Tuesday, November 18, 2008

 
What a great poem on Verse Daily today.


And just for the hell of it, the one on Poetry Daily
: not bad, but I couldn't help but here this in my ear as I read it, and what I heard sounded so much more authentic, and to my taste (apologies to the poet), than what I read. Derivative or coincidental? I don't know.

Friday, November 14, 2008

 
So I was driving my daughter to the supermarket yesterday, and I ask her, already knowing the answer, if she wants to listen to Mr. Ray or Yo Yo Ma. Listening to Mr. Ray (a children's singer, I'm not sure how well-known he is or isn't outside of central Jersey) we drive and talk, mostly about what I don't really remember. I'm driving to a farther-away supermarket because really I want her to fall asleep, but she isn't, we're almost there and she says "I hate Yo Yo Ma!" She's three, and she hates/loves a lot of things very passionately and very quickly. I laugh and say, "Is he boring? Aren't you glad we're listening to Mr. Ray?" and she says "I love Casals!"
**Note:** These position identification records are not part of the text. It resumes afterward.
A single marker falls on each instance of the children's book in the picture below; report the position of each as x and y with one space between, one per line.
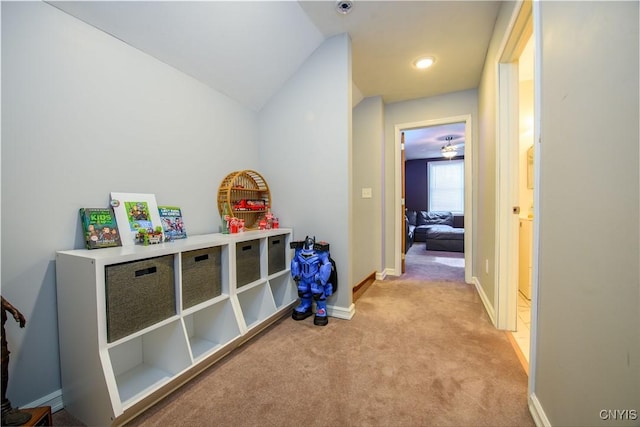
137 216
100 228
172 222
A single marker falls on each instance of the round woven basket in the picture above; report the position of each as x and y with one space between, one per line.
241 189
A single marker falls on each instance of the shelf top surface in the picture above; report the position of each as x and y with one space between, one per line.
123 253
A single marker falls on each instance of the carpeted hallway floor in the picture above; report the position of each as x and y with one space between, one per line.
418 352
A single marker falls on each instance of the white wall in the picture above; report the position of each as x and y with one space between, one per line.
588 332
436 107
305 152
368 146
81 114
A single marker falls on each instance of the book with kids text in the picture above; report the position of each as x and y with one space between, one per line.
99 227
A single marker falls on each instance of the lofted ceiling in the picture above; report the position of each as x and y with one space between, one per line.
248 49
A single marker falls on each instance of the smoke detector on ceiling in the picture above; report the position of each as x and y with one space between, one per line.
344 6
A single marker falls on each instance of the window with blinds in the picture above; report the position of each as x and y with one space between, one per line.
445 185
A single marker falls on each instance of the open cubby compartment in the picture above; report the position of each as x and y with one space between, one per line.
277 250
144 363
256 304
283 289
210 328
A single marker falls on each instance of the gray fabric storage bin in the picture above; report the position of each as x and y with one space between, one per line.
138 294
276 253
247 262
201 278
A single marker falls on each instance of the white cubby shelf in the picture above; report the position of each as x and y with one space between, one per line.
137 322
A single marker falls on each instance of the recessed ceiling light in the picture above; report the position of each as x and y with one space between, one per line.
344 6
424 62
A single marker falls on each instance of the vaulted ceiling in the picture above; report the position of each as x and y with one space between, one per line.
248 49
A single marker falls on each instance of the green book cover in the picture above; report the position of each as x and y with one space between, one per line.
99 228
172 222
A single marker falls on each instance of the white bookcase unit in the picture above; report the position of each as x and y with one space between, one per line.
137 322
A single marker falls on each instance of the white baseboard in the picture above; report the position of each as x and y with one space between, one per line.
537 412
52 399
485 300
341 312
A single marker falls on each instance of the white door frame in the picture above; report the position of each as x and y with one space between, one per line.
506 285
525 23
468 187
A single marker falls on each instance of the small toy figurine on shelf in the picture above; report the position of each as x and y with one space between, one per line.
314 272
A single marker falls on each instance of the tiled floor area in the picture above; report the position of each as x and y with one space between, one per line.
523 332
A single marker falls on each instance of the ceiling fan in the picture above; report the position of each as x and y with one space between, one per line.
448 150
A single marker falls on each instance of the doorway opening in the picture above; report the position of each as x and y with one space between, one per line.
434 184
466 151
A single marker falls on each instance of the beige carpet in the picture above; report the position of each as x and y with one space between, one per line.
417 353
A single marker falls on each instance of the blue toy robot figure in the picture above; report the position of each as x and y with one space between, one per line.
314 272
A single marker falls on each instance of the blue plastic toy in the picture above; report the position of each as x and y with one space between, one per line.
314 272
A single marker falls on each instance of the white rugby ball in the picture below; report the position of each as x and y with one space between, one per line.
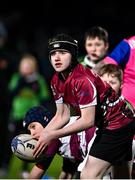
22 146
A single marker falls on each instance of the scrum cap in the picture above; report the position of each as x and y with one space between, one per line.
63 42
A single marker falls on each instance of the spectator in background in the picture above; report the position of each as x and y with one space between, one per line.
27 88
124 56
80 91
96 45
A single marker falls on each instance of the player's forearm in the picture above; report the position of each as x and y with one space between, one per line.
61 117
75 127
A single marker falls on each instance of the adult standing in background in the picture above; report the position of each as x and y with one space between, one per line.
124 56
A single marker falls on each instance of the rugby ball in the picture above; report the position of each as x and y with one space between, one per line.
22 146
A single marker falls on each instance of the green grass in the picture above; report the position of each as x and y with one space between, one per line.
15 168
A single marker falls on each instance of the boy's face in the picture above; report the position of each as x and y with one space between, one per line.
96 48
112 80
60 60
35 128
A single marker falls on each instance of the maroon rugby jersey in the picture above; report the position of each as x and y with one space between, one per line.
84 88
72 147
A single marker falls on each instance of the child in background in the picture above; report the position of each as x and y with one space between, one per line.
96 45
113 75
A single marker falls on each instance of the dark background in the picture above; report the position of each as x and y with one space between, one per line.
33 22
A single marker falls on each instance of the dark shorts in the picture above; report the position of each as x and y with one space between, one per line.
114 146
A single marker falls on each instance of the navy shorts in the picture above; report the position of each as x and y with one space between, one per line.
114 146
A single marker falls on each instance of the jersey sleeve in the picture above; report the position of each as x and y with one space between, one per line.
120 54
86 93
49 154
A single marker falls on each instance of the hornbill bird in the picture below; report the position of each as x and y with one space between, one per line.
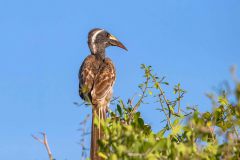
96 79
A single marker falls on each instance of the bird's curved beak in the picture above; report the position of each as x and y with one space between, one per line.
115 42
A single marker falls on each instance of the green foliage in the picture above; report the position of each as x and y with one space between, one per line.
186 135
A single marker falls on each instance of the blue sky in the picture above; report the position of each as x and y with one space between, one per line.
43 43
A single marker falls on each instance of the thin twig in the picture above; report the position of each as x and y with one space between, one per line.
45 143
140 100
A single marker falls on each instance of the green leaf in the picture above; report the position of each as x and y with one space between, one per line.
119 110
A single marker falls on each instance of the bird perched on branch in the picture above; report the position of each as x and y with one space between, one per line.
96 79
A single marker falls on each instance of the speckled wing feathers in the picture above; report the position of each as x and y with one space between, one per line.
97 78
103 84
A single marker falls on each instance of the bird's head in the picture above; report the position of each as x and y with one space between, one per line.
99 39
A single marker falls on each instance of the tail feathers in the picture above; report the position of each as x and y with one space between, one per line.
97 131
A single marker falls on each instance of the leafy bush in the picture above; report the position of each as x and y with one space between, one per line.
186 135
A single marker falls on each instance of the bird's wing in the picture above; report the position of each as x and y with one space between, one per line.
103 83
87 75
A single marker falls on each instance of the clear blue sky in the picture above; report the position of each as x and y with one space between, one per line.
43 42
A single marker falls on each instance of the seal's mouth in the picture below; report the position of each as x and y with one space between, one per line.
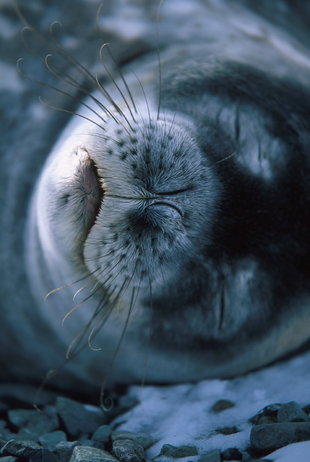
91 187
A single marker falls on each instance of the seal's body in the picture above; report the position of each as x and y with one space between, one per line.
172 216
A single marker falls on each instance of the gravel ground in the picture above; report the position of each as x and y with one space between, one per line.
62 430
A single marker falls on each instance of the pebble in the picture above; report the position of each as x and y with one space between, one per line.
268 437
270 412
142 438
79 419
102 434
178 452
31 423
90 454
64 450
50 440
29 450
221 405
231 454
291 412
227 430
128 451
211 456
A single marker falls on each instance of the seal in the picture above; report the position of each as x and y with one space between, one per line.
168 224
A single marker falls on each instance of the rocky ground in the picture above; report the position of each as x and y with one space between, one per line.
66 430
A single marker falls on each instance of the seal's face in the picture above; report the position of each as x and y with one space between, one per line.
184 227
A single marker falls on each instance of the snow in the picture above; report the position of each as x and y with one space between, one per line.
181 414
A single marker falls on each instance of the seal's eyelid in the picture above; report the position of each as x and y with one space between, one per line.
172 193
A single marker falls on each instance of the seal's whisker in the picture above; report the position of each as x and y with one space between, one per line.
76 85
134 295
59 90
65 286
226 158
80 67
122 78
105 45
144 96
118 109
67 78
158 58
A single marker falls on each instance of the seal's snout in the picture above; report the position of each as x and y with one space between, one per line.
166 209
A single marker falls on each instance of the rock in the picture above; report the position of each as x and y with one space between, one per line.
102 434
33 423
270 411
50 440
268 437
91 443
64 450
306 409
227 430
142 438
291 412
231 454
90 454
178 452
128 451
211 456
79 419
28 450
221 405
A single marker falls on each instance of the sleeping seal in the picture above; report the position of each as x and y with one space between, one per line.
168 223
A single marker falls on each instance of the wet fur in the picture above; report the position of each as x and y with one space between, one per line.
253 255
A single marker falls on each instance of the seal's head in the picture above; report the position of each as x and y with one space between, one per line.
177 231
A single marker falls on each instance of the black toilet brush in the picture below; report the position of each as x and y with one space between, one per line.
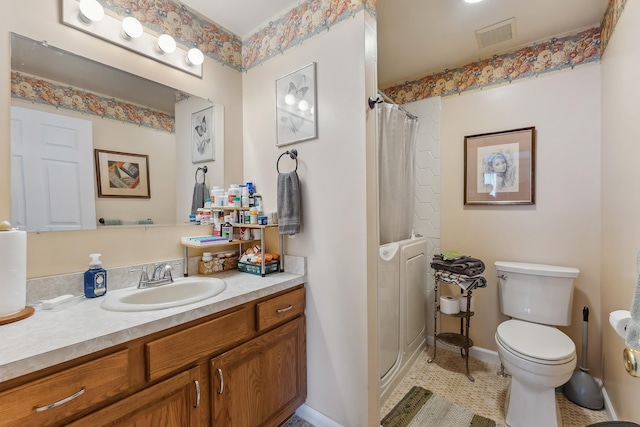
582 389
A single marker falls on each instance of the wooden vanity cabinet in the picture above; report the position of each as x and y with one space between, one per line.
261 382
172 378
176 402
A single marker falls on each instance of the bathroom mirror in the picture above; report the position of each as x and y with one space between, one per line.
127 114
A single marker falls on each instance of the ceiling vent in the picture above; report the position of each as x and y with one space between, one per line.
496 33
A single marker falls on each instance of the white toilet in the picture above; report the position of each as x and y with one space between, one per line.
538 357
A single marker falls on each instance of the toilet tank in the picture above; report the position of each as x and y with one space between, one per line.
536 292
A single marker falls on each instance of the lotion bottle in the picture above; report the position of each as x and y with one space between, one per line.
95 278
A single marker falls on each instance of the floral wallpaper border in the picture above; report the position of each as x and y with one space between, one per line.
553 55
192 29
609 21
308 19
41 91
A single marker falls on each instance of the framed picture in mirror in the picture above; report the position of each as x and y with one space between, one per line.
499 168
296 106
122 174
201 136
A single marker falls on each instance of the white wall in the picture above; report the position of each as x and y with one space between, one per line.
620 203
563 227
332 172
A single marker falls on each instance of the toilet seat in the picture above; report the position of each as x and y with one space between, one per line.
536 343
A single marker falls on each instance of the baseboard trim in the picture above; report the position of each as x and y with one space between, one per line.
608 406
314 417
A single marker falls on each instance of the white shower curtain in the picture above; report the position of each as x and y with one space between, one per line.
396 175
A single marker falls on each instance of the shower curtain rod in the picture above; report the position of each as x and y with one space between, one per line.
388 100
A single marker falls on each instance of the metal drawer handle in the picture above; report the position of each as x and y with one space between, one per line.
197 384
221 389
282 310
61 402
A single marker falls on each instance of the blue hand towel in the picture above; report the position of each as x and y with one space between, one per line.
289 209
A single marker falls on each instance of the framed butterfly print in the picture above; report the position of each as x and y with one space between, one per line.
296 106
202 136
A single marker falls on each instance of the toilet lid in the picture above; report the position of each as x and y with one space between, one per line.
536 341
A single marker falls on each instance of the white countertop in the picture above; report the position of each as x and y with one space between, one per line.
81 327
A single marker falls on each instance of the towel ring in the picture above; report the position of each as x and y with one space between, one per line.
293 154
204 170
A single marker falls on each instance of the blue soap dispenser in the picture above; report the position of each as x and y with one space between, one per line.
95 278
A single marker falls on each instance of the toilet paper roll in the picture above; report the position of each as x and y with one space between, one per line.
450 305
619 320
13 271
463 303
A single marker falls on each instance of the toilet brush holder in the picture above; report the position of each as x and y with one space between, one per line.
582 389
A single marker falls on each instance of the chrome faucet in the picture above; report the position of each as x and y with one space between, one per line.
161 275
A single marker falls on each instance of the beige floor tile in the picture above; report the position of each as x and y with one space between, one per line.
485 396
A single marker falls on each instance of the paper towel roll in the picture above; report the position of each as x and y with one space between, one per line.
463 303
13 271
449 305
619 320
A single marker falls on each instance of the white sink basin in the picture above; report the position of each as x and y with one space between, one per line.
180 292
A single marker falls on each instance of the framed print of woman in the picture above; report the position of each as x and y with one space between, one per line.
500 171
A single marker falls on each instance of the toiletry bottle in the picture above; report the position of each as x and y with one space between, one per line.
95 278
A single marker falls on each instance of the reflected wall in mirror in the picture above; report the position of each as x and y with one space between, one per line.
124 113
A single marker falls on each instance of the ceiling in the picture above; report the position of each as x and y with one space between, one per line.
418 37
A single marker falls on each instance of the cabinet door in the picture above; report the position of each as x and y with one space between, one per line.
263 381
175 402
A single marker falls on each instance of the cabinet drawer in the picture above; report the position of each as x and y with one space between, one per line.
279 309
171 353
53 398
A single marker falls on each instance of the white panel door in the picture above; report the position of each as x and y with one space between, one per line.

I like to listen to different cellists play Bach's Cello Suites. We recently got the Ma version; I don't like it as much as the Casals, while Dara likes it more. Jonah had asked my why I like one and Dara likes the other, I thought about it and explained that in one sense there's two approaches to art on display here. Casals is playing what he knows by heart, but he sounds like he's surprising himself as he moves through the music, and reacting to that surprise by moving into it--it sounds rough because he really doesn't know exactly how it is going to go, or at least makes it sound that way; it is very passionate and romantic. Yo Yo Ma, on the other hand, has studied the music intently and practiced it to perfection, and you can hear his mastery in that sense in every measured note. Which isn't to say, I explain, that I always like the first kind of art, but that that is the quality of the Casals I find so attractive. The first thing is to like what your ear likes, and then you can figure out why, following that. All this on the way to Best Buy, a few days before.

I had no idea Halcyon was listening to that conversation, but I guess she was. It was just really really funny to hear my 3-year-old daughter say "I love Casals!" Anyway, then she fell asleep, so I got to turn around and go home and take a nap too.

Wednesday, November 05, 2008

 

yay

I've been meaning to post, but the velocity of my days precludes too much thought, so my ideas pass. I really really mean to again, at least semi-regularly, and hopefully the few of you with rss feeds waiting will still be reading?

Anyway, tonight, wow. Just wanted to say, I'm probably not the only one who feels this way:




Now I can stop reading fivethirtyeight.com obsessively. I'd like to even stop paying attention to politics very much. I know that's not what this should be about, but the whole public-face thing isn't really something I found interesting before the horror-show that came along--well, first with Reagan, so it's been there my whole life. I remember his ketchup-as-vegetable thing, that was the same year I read Animal Farm and I don't think I connected them two thematically then, though I did by the time NWO was popular (remember that video?), and I was reading stories of 100,000 iraqi soldiers dying in the tanks they'd been chained within. I'm sure that was a glorious war and all, but by then I think I was aware that there was no such thing, and the spectacle was revolting. I was resolved to move to another country, but then having kids and being near their grandparents took priority, and besides Clinton was in the white house, it felt different, bad as some of his decisions were.

But that's all backstory to what happened in 2000, when the freakshow came to the Florida recount. So I've been watching the whole thing since then almost obsessively. It's nice to see someone I respect in the white house. Let's hope for some sanity in the years to come.